ジャングロ(Jean Gros)とは、2019年生まれの日本の競走馬。黒鹿毛の牡馬。
オーナーはサイバーエージェント社長・藤田晋。主戦騎手は武豊。
主な勝ち鞍
2022年:ニュージーランドトロフィー(GⅡ)
概要
父More Than Ready、母Goodbye Stranger、母父Broad Brushという血統のアメリカ産馬。
父モアザンレディは2000年のアメリカGⅠキングスビショップステークスの勝ち馬で、シャトル種牡馬としてアメリカ・オーストラリアの双方で合計30頭ものGⅠ馬を輩出している大種牡馬。日本ではカフェファラオの母父。
母グッドバイストレンジャーはアメリカで3戦未勝利だが、繁殖牝馬としては第9仔ジャングロまでの8頭中6頭が勝ち上がり、ジャングロの全兄Tom's Readyが重賞3勝と優秀な成績を残す。
母父ブロードブラッシュはGⅠ4勝、種牡馬としても1994年に北米リーディングサイアーを獲得するなど成功した。日本で走った産駒にブロードアピールやノボトゥルーがいる。

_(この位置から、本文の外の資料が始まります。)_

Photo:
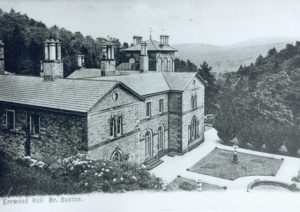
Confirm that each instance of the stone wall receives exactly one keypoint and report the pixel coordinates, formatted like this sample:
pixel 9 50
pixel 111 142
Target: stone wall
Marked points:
pixel 156 120
pixel 100 143
pixel 61 135
pixel 195 87
pixel 135 125
pixel 175 120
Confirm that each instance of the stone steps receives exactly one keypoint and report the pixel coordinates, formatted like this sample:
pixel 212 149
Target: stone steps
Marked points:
pixel 152 163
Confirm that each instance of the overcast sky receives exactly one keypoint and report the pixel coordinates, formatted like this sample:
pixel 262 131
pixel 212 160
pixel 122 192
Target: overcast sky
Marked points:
pixel 217 22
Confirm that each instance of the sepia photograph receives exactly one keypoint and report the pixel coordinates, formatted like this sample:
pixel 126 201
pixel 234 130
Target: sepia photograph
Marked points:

2019年3月2日、アメリカの生産牧場Nursery Place & Partnersで誕生。2021年3月のアメリカ・OBSマーチセールで、藤田オーナーの依頼を受けた森秀行調教師によって26.5万ドルで落札された。
馬名意味は単に「人名より」となっているが、直接の由来はワイン生産者のジャン・グロからだろう。藤田オーナーの2019年産馬は全てワインが馬名の由来である。
ピノ・ノワールの黒鹿毛
2歳
栗東・森秀行厩舎に入厩し、2021年8月22日の小倉の新馬戦(芝1200m)でウマ娘おじさん武豊を鞍上にデビュー。好スタートを切ったが集中力を欠いてハナを切れず直線入口ではだいぶ前に差をつけられ、直線ではいい脚を見せたが3着。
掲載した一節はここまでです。